We might try to reconcile ourselves to the invasion of our pay-packet by considering taxes as a kind of government organised ‘Groupon’- by clubbing together we all (we hope) get a better deal on services like health and education than if we each had to pay for them individually. We all need to contribute to the infrastructure – roads, transport, communication networks – that enables us all to do our jobs, and get paid.
We might further console ourselves by noting the high level of coincidence between those societies that tax highly and those societies whose members are judged to be happiest. Taxes are a good thing, because they enable governments to invest in making our society a better place to live.
But people choose to ‘Groupon’. Taxes are, of course, not voluntary: if you choose to pay privately for health and education individually, you don’t get to opt out of the group scheme. Why should the government be entitled to take your money away from you and spend it on others?
Indeed, politicians and voters alike tend to think of taxes in terms of the government taking money that belongs to us. Margaret Thatcher aptly summed up this attitude, when she famously pronounced, ‘There is no public money, only taxpayers’ money’.
Political discourse has become so obsessed with the idea that the government is taking and spending ‘our’ money, we seemed to have stopped thinking of ourselves as citizens and replaced that idea with taxpayers. Governments are preoccupied with how much their spending programmes cost the taxpayer, rather than how much they benefit their communities. We start to resent those who don’t pay in as much as we do, and resent paying for services we don’t ourselves use.
Indeed as ‘taxpayers’ we have an overdeveloped sense of moral entitlement to the entirety of what we earn. Philip Goff in his powerful and informative essay suggests this way of thinking, while almost universal, is confused and, indeed harmful, because it’s ‘a major stumbling block to economic reform, causes low and middle earners to vote against their economic interests, and renders it practically impossible to correct the economic injustices that pervade the modern world.’
He suggests that the influential libertarian views underlying this attitude – on both the right and the left – hold that we have a least a basic right to ‘own’ the fruits of our own labour. So anyone who tries to deprive us of this, by denying us a portion of our gross income, are infringing our natural rights. They are criminally stealing from us! They idealise a free-market ‘utopia’ where states do not intervene in our lives at all. Here, people get what they deserve – and deserve what they get – because they have made voluntary choices about what to do with their lives, and the free market ‘justly’ apportions wealth in a way that reflects those choices.

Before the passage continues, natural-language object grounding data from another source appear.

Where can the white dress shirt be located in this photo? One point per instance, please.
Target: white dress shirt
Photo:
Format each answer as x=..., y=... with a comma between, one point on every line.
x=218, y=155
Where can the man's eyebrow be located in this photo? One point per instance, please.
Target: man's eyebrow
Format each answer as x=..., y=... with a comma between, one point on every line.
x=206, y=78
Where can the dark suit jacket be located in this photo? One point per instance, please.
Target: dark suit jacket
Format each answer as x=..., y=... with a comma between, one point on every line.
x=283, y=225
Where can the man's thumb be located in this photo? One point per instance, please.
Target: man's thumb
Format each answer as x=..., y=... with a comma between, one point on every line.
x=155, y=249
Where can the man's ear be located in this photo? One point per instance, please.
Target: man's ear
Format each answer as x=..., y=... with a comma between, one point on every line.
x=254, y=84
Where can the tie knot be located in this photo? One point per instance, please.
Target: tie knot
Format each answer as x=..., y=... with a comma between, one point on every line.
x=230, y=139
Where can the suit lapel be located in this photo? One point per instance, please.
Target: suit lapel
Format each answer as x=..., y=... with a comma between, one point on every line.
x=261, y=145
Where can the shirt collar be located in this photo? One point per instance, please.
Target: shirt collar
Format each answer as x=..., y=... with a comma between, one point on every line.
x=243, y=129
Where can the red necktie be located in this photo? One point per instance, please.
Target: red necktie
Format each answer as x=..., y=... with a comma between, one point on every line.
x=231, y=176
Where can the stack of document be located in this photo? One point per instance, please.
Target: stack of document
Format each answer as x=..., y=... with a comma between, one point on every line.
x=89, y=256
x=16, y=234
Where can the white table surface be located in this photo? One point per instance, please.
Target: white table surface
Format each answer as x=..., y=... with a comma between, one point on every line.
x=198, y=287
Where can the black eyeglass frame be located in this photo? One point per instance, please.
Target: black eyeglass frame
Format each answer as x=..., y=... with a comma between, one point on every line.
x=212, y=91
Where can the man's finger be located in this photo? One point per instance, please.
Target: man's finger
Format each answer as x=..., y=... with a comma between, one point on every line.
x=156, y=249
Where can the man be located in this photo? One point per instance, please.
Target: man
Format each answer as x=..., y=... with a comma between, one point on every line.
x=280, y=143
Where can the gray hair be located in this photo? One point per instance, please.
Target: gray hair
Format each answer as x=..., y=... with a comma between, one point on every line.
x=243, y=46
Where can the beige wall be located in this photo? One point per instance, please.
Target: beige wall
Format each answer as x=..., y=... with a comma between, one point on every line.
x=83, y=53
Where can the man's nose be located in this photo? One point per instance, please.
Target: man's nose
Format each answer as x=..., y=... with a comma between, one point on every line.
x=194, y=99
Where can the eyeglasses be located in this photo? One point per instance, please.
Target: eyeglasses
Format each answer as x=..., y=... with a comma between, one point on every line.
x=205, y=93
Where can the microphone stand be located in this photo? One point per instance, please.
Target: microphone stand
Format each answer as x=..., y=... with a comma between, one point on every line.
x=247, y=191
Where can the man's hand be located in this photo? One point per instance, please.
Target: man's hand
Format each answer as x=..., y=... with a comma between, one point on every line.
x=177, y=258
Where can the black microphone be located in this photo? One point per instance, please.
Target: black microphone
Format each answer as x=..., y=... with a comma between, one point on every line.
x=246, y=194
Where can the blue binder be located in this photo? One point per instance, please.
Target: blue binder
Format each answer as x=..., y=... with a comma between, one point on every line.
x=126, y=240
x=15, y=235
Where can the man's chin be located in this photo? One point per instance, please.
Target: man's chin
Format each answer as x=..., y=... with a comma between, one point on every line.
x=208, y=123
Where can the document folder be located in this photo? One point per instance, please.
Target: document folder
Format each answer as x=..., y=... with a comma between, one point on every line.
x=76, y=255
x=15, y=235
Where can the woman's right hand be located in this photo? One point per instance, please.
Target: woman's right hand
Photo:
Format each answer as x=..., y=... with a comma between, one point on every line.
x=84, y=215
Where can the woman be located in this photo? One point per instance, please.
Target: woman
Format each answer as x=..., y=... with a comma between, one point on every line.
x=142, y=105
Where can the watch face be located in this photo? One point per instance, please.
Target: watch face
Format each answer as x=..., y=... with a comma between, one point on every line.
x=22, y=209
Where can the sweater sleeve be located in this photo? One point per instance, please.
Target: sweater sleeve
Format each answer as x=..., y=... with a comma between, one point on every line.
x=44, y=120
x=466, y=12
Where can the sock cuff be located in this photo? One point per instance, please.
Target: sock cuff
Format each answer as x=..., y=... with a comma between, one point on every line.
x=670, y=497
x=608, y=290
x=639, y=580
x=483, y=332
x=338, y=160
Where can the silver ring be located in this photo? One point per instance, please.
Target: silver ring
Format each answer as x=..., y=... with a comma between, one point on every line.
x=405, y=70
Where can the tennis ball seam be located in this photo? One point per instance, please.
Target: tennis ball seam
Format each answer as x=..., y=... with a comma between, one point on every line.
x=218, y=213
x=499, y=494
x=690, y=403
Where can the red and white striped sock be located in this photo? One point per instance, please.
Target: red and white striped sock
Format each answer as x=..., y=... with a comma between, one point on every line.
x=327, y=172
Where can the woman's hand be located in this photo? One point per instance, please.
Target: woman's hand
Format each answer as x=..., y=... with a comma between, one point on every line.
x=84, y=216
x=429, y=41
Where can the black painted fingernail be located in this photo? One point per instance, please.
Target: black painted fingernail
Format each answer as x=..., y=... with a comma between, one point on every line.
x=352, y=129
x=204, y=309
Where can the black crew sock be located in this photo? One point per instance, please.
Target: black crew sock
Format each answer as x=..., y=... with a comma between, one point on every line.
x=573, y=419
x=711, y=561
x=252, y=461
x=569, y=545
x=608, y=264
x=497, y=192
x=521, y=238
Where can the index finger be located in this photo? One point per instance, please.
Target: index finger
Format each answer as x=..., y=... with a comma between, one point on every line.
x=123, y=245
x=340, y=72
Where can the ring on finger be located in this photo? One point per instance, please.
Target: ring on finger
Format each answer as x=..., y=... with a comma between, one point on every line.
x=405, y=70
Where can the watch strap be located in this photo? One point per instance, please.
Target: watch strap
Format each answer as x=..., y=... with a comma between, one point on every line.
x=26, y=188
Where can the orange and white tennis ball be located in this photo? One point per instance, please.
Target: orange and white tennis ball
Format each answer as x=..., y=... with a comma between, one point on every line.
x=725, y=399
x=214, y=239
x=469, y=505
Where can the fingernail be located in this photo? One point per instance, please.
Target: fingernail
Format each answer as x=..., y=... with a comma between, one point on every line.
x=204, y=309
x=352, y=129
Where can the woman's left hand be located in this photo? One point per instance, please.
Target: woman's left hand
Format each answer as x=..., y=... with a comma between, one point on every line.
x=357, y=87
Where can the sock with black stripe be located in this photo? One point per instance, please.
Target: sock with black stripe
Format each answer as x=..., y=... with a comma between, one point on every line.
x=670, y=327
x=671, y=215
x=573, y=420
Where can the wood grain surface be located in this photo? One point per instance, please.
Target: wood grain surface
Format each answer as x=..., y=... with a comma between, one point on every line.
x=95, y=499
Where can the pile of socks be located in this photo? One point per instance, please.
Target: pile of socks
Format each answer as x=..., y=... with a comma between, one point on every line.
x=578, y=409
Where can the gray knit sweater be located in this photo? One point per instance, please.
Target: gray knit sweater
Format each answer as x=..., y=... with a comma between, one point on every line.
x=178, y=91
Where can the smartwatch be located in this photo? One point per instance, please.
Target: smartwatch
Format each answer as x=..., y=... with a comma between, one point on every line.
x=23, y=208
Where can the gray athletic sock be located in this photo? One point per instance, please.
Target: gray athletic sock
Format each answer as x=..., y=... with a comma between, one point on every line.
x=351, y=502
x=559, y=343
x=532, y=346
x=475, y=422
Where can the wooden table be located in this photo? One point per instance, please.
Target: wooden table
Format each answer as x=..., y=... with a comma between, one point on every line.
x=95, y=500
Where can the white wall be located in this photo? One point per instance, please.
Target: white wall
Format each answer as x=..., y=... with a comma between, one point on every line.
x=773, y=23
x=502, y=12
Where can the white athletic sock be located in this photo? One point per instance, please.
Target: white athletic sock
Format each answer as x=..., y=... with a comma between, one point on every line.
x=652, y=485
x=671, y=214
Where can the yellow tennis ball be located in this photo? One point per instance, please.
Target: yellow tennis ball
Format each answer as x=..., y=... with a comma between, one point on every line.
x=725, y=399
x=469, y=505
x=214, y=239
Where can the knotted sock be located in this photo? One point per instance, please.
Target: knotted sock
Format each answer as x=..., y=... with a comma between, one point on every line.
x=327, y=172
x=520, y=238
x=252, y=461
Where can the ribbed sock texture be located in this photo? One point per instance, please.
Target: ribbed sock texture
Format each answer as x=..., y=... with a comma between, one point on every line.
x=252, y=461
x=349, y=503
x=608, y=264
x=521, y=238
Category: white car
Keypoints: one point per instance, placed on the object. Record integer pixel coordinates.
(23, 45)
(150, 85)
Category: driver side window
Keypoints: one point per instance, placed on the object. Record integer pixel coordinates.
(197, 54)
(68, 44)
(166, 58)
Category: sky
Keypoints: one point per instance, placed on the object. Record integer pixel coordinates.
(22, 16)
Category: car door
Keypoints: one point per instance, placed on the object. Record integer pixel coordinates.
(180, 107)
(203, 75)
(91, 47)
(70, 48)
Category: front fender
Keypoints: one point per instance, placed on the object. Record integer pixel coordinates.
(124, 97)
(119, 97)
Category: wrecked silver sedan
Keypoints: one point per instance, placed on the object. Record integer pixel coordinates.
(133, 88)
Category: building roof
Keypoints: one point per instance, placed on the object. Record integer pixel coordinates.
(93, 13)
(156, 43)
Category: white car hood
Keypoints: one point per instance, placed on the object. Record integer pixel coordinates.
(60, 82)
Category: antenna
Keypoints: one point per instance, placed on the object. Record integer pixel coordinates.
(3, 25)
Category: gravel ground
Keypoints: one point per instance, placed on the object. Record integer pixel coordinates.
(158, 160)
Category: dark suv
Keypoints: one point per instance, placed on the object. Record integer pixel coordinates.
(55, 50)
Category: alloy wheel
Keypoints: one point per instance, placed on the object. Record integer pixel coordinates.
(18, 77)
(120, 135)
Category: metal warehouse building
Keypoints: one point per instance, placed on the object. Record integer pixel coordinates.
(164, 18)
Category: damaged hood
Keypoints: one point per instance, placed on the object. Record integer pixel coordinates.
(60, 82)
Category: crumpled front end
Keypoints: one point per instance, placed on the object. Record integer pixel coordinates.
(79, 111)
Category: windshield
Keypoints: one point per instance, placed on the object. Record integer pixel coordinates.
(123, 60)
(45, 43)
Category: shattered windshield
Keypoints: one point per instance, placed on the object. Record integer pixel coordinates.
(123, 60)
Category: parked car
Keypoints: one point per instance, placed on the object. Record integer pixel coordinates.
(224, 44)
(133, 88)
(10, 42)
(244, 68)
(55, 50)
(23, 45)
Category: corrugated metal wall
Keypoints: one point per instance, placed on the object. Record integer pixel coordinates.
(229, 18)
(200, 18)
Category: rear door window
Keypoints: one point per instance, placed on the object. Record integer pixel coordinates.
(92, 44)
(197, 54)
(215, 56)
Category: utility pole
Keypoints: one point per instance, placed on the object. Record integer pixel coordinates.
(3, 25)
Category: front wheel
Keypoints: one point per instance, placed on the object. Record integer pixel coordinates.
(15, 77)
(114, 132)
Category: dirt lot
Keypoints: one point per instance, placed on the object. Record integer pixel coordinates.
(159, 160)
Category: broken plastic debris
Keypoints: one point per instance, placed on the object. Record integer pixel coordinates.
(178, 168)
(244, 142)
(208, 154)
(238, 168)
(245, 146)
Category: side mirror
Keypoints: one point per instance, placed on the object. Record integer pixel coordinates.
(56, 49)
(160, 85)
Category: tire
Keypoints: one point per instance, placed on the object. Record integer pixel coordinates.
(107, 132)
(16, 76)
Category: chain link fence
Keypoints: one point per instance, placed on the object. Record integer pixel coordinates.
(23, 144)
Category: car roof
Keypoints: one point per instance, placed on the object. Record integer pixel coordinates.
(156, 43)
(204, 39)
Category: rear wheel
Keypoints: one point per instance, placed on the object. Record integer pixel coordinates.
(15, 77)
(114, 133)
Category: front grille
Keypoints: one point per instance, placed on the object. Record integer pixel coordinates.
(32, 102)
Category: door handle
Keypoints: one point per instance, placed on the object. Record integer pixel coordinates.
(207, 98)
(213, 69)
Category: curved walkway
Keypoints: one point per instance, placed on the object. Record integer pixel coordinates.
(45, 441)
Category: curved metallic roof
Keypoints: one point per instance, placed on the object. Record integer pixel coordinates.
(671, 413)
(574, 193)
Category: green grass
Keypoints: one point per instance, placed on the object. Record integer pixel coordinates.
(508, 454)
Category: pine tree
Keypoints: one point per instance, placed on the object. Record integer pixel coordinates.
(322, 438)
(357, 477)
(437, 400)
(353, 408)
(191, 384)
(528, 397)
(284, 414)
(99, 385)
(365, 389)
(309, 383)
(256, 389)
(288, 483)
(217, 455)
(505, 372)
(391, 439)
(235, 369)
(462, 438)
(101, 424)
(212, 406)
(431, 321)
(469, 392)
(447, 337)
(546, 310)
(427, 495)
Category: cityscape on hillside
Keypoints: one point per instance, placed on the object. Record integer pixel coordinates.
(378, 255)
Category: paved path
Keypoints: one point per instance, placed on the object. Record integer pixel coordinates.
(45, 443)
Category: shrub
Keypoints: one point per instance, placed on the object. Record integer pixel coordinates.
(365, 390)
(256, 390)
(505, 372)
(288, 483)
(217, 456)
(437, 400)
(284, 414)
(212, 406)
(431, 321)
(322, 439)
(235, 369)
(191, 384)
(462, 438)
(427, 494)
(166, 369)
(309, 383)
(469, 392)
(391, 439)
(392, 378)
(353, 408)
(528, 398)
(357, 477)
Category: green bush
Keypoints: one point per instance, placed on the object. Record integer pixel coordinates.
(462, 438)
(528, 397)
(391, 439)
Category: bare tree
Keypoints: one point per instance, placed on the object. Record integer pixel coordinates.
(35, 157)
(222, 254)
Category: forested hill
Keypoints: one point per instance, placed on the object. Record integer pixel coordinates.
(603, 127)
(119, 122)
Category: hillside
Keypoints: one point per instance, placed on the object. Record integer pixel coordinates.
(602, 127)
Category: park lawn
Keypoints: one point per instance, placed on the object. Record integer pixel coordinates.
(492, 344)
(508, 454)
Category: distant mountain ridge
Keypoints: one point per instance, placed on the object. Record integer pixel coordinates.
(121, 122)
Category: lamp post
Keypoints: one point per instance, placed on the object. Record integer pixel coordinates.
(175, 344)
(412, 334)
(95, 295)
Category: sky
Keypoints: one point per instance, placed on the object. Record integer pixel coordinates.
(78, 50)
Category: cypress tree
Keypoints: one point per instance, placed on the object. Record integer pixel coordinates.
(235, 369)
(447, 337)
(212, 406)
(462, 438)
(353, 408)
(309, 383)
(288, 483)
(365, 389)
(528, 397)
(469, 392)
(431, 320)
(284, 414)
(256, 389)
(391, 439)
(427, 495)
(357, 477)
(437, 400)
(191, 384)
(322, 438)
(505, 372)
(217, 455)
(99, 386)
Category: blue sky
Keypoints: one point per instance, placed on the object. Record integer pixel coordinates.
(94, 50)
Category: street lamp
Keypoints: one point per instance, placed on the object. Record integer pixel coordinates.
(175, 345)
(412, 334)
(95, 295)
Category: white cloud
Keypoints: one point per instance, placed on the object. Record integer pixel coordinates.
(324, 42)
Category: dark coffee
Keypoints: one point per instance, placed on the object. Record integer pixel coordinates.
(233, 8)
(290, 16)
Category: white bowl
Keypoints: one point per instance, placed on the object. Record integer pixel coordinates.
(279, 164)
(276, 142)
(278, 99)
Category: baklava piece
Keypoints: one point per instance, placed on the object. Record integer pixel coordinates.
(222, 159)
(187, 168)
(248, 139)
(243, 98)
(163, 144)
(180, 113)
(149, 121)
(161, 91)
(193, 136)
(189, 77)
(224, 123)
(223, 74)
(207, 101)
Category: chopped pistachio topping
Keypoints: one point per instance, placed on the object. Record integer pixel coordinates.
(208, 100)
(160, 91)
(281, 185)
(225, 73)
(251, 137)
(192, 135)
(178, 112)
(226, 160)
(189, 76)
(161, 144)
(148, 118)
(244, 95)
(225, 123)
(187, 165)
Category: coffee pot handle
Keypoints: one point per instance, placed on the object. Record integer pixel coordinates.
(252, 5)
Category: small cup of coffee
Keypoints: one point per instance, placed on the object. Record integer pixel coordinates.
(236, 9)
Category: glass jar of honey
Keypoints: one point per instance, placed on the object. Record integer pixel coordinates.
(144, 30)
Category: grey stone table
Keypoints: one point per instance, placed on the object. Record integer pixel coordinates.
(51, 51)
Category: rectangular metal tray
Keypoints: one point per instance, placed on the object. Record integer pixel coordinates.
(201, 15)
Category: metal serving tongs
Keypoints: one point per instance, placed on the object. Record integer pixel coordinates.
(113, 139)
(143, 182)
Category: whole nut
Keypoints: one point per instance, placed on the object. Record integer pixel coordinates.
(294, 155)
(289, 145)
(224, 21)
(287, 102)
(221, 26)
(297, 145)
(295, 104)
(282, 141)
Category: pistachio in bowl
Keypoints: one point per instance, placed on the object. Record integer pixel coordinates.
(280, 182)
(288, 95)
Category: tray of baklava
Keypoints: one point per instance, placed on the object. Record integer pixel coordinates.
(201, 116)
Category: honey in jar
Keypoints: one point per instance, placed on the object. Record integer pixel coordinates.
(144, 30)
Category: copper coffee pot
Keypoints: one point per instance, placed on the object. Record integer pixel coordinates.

In the real world, however, all states intervene in our lives in one way or another and we rely on those interventions for our livelihoods. Even the libertarian self-made entrepreneur (with her own medical insurance and private education) will depend for her success – her profits – ‘on infrastructure, roads, rule of law, and an educated and healthy workforce’. These are benefits that the state has been able to provide because its citizens have made a contribution to the national pot. If she believes she should be entitled to the whole of her profits, and taxation is theft, then she must also agree that she has made her profits by benefiting from the property that the state has stolen from everyone. And she has no moral right to the proceeds of criminal activity.
We need to stop thinking of our money as purely ‘ours’ and remember that our personal incomes only now exist because of the collective contributions of society at large.
The government has a responsibility to spend the proceeds of taxation wisely – but not because it is ‘our’ money, but because we citizens elected them to act in our best interests.